Discovering Workplace Democracy
By Shirley F. Grigsby
The Community, Faith, and Labor Coalition (CFLC) was established in 1999 to fight for a more economically just Indianapolis. Our original purpose was and still is to get a living wage ordinance passed by the Indianapolis City-County Council.
Like most major cities throughout the US, wages in Indianapolis have not kept pace with real living expenses faced by the average worker. For instance, a single parent with two school-age children needs to make at least $15.43 per hour working full time to meet the family's basic needs, yet most single parent households in Indianapolis are lucky to earn half that.
Meanwhile, the city is experiencing a major budget crisis—a one hundred million dollar deficit. Municipal leaders are too often trying to balance the budget on the backs of the working poor by cutting already inadequate social services, while giving tax breaks to wealthy individuals and corporations looking to develop large luxury buildings on the last remaining green spaces in downtown Indianapolis.
In this political climate, I began to realize that getting a living wage ordinance passed would not be enough. Several months ago while searching on the Internet for innovative solutions, I came across the term “workplace democracy” and was intrigued with the idea of workers actually owning and controlling their own businesses.
My internet surfing eventually led me to the National Cooperative Business Association (www.ncba.coop). and Richard Dines who told me about the upcoming U.S. Conference of Democratic Workplaces. (He also mentioned the ICA Group in Massachusetts, which helps workers form cooperatives. I e-mailed them and received a call from Executive Director Newell Lessell the next day!)
After reading about the conference, I decided that I should attend to learn more. Because the CFL is volunteers-run, I had to find an affordable way to get there. I was pleased to learn that free housing was being offered and contacted Erik Esse; he along with Tom Pierson, graciously arranged housing for me. Also due to my limited budget, I embarked on a 14-hour bus trip to Minneapolis. It was a long ride, but I was excited.
On the first day of the conference, I met people from all walks of life committed to social and economic justice. I learned that worker-owned co-ops exist in almost every sector of business, from bakeries to bicycles.
I was glad to realize that many other people at the conference had little or no traditional business background. And that like me, they viewed worker co-ops as something much bigger than simply a business model: a real alternative to capitalism.
Unlike most gatherings of people involved in business endeavors, information was freely shared. I thought this to be very odd—that people would be so encouraging of potential business rivals. But that was the whole point, they did not see each other as rivals. All the participants operated with the belief that there is more than enough for everyone. Any questions I had, no matter how elementary I felt them to be, were answered respectfully.

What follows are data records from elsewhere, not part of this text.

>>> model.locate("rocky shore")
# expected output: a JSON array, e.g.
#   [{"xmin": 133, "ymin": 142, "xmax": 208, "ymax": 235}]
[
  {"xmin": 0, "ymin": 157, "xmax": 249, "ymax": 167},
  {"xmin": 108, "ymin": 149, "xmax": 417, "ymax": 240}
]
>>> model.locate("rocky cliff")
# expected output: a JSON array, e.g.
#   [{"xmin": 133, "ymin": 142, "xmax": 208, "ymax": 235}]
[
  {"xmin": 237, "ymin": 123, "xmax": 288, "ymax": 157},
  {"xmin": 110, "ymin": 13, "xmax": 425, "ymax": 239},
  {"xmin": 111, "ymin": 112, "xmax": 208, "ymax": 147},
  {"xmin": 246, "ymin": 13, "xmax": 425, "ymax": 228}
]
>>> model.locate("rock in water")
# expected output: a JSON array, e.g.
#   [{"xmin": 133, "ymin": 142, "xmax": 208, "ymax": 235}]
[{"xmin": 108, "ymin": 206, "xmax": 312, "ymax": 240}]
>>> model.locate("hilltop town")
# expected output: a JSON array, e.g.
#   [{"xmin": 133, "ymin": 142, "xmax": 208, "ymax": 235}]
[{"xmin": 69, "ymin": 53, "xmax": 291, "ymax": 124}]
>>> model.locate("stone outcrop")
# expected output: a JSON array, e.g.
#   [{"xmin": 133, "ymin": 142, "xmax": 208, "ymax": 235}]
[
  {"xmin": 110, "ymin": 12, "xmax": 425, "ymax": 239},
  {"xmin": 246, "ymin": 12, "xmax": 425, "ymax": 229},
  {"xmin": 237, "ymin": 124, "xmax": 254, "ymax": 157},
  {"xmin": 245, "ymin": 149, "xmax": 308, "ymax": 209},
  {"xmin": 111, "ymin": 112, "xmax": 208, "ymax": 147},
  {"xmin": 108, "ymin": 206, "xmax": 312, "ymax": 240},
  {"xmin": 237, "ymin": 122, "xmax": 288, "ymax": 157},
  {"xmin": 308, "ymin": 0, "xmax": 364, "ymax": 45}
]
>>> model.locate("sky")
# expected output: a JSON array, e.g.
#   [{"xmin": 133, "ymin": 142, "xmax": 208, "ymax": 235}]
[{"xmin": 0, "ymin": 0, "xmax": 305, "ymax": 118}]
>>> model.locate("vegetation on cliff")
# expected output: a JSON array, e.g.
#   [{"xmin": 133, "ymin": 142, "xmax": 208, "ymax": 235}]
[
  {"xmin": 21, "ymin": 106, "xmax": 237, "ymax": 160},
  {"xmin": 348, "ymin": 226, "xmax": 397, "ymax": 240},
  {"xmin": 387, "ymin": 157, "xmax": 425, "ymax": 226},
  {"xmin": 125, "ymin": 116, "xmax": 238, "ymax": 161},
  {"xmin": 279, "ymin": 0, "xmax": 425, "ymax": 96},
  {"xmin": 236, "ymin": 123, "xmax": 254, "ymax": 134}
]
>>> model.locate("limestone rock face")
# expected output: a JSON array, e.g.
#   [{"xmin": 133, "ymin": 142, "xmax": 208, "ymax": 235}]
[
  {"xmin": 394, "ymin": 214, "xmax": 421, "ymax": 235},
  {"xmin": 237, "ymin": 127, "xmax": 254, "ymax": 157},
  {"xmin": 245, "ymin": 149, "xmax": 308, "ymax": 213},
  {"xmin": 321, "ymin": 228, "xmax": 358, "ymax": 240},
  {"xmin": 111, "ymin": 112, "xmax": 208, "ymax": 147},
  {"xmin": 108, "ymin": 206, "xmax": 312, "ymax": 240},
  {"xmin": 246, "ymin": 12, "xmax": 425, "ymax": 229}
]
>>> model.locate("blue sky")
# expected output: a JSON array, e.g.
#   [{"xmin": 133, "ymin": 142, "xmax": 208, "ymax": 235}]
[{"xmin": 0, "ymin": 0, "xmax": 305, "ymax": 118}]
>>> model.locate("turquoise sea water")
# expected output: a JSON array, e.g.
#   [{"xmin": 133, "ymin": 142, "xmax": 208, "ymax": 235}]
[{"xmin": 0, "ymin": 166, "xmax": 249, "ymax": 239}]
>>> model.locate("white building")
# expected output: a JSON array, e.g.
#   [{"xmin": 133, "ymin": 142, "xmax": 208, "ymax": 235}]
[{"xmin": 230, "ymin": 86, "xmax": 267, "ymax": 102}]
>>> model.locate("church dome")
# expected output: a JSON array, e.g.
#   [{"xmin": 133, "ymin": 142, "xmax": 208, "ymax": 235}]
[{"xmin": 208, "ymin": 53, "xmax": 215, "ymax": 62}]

I left the conference with a strong desire to help start a worker-owned co-op in my community. Although at times, I was overwhelmed by all of the information I gathered at the conference, I now know there are resources and people willing to help.
Shirley F. Grigsby is a social worker and activist currently working as an organizer with Central Indiana Jobs with Justice. She is also active in Indiana ACORN, Indiana Earth Charter, and the Community, Faith and Labor Coalition (www.indylivingwage.org), where she served until recently as Chair of the Education Committee. She now chairs the New Initiatives Committee, which includes the development of worker owned co-ops.